The crossovers signal a dramatic departure from GM's current truck-based offerings, including the Chevrolet TrailBlazer and GMC Envoy. The Outlook, Acadia and Enclave are car-based, offering modern six-speed automatic transmissions and 3.6-liter V-6 engines that help them achieve substantially better gas mileage.
While the Outlook and Acadia compete with garden-variety Hondas and Toyotas, Buick says the Enclave will go head to head with the Volvo XC90 and Acura MDX, among others.

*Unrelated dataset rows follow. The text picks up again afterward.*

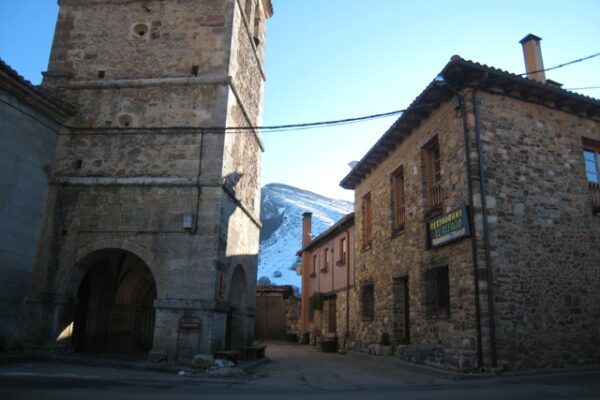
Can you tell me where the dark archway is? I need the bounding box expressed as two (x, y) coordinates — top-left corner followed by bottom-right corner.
(71, 249), (156, 354)
(225, 265), (251, 349)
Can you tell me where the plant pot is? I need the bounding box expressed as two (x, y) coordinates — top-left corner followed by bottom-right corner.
(381, 345), (394, 356)
(321, 338), (337, 353)
(285, 333), (298, 342)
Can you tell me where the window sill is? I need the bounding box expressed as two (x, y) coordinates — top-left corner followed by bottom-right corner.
(390, 225), (404, 238)
(426, 309), (450, 320)
(425, 205), (444, 220)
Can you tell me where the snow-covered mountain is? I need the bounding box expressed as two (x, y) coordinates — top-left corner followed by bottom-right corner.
(258, 183), (354, 288)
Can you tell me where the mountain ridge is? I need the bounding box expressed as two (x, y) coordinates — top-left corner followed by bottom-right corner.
(257, 183), (354, 288)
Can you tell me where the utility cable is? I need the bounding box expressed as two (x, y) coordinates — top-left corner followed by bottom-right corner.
(519, 53), (600, 76)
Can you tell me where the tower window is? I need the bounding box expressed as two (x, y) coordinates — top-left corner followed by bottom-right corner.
(133, 24), (148, 37)
(119, 114), (133, 128)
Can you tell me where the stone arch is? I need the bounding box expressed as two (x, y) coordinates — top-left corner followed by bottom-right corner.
(61, 238), (170, 301)
(64, 248), (157, 353)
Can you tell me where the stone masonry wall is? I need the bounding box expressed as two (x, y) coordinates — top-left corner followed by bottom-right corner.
(0, 81), (59, 351)
(350, 102), (476, 369)
(478, 93), (600, 369)
(30, 0), (270, 360)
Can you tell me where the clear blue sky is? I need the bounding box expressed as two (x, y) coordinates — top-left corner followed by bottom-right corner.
(0, 0), (600, 199)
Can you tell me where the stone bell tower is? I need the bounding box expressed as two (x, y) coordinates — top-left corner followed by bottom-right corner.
(27, 0), (273, 361)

Exterior The production Enclave looks much like the concept vehicle that appeared at the Detroit auto show in January 2006. Sculpted ellipsoid headlights, a waterfall grille and louvered gills above the front fenders draw similarities to other Buicks, while the profile looks much like those of the Outlook and Acadia. All told, the Enclave's styling is more carlike than the Rainier, Buick's current midsize SUV.
Eighteen-inch alloy wheels are standard on the Enclave CX, while the CXL has 19-inch wheels. At nearly 202 inches from bumper to bumper, the Enclave is more than an inch longer than the Outlook and Acadia. The XC90 and MDX are both about a foot shorter.
Interior Buick says the Enclave's interior strives to emulate that of a private jet. Heated leather seats, a navigation system and a Bose 10-speaker stereo are among the options.
With standard bucket seats in the first and second rows and a three-passenger third-row bench, the Enclave seats seven. An optional three-passenger bench seat for the second row lets you seat eight. The second-row bucket seats slide forward and back, and the second and third rows fold to provide extra cargo room. With both rows stowed, maximum cargo room totals 116.2 cubic feet — considerably more than in the XC90 (93.2) or MDX (83.5).
Under the Hood A 3.6-liter V-6 generates 275 horsepower and 251 pounds-feet of torque. It works with a six-speed automatic transmission, which GM says gives the Enclave incrementally better performance and gas mileage compared to a conventional four-speed automatic.
When properly equipped, the Enclave can tow up to 4,500 pounds.
Safety Four-wheel-disc antilock brakes and an electronic stability system with rollover mitigation technology are standard. Six standard airbags include the required frontal ones, side-impact airbags for the front seats and side curtain airbags for all three rows. During a rollover, the side curtain airbags can stay inflated for several moments to provide additional protection.